Open
Description
Describe the bug
in_tail updates the last read offset of a log file to ffffffffffffffff
in var/log/fluentd-containers.log.pos
when a .log file is unwatched after not being updated for limit_recently_modified
.
This causes container logs to be re-read from the head when they are re-watched, because its last read offset in .log.pos is lost.
Below is an example .log.pos, where abcd.log with same inode is being watched, unwatched, and then re-watched.

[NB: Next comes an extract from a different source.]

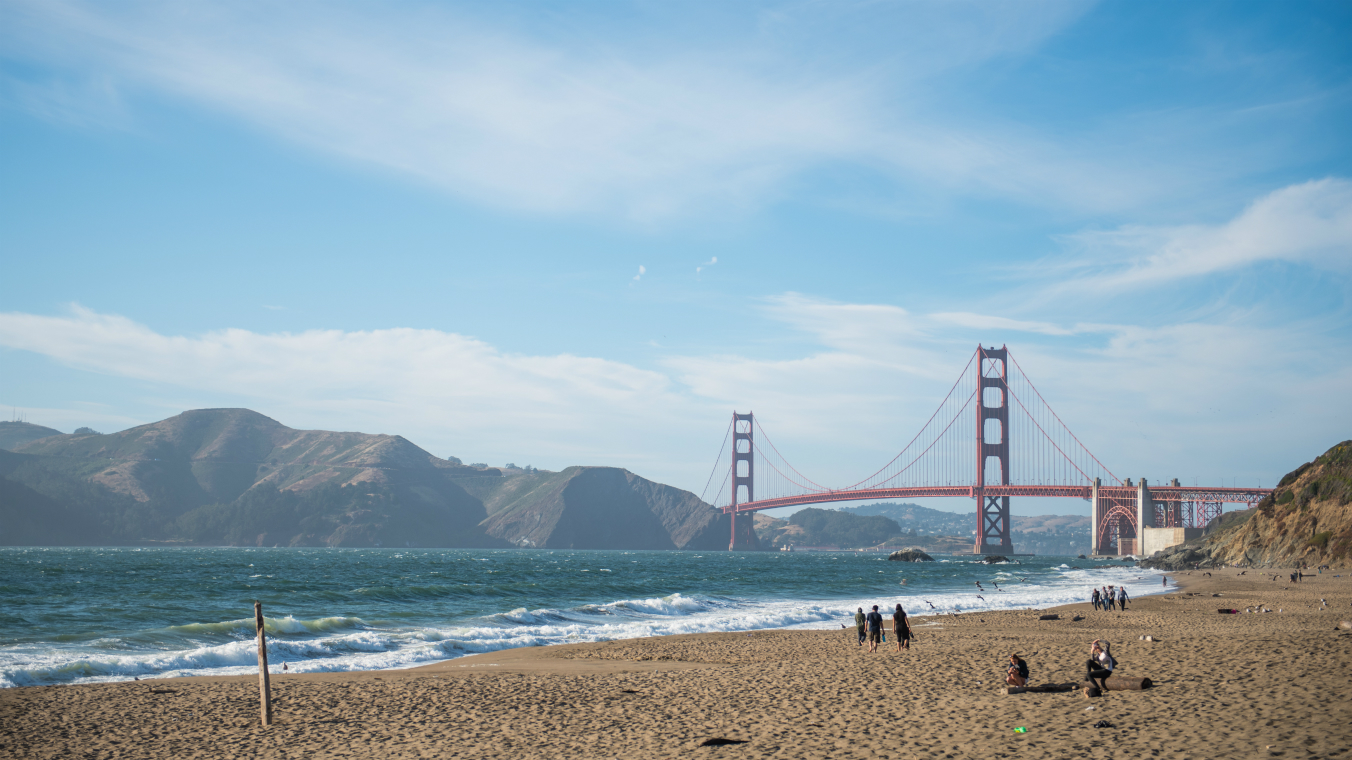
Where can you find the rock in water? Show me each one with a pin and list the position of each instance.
(910, 556)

/var/log/containers/abcd.log ffffffffffffffff 000000000010134e
/var/log/containers/abcd.log 0000000000014bfa 000000000010134e
To Reproduce
change limit_recently_modified
to 30m, and generate a log every 1h ( > 30m) in a container.
Expected behavior
in_tail should leave the offset in .log.pos unchanged for unwatched log files.
Your Environment
- Fluentd version:
- Package version:
- Operating system:
- Kernel version:
Your Configuration
# Prevent fluentd from handling records containing its own logs. Otherwise
# it can lead to an infinite loop, when error in sending one message generates
# another message which also fails to be sent and so on.
<match fluent.**>
@type null
</match>
<source>
@type tail
@id in_tail_container_logs
path /var/log/containers/*.log
pos_file /var/log/fluentd-containers.log.pos
tag kubernetes.*
read_from_head "#{ENV['FLUENTD_INPUT_READ_FROM_HEAD'] || 'false'}"

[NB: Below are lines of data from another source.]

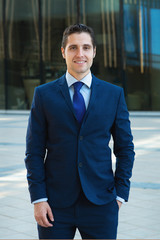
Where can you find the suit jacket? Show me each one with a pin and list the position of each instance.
(63, 157)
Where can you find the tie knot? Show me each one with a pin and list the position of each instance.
(77, 86)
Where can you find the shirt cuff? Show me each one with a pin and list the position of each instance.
(120, 199)
(40, 200)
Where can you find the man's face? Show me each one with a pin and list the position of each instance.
(79, 54)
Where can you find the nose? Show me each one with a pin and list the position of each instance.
(79, 52)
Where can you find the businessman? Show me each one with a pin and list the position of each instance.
(68, 159)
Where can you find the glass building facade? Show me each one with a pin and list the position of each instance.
(128, 47)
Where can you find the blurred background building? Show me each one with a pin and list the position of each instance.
(128, 44)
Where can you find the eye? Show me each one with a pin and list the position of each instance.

limit_recently_modified "#{ENV['LIMIT_RECENTLY_MODIFIED'] || '120m'}"
rotate_wait 0
enable_stat_watcher false
<parse>
@type "#{ENV['K8S_FORMAT_PARSER'] || 'regexp' }"
expression /^(?<time>[^ ]+) (?<stream>stdout|stderr) (?<logtag>[a-zA-Z]) (?<log>.*)$/
time_format %Y-%m-%dT%H:%M:%S.%N%Z
time_key time
keep_time_key true
timezone "+00:00"
</parse>
</source>
Your Error Log
2025-02-26 16:53:45 +0900 [warn]: '@' is the system reserved prefix. It works in the nested configuration for now but it will be rejected: @timestamp
2025-02-26 16:53:45 +0900 [info]: parsing config file is succeeded path="/fluentd/etc/fluent.conf"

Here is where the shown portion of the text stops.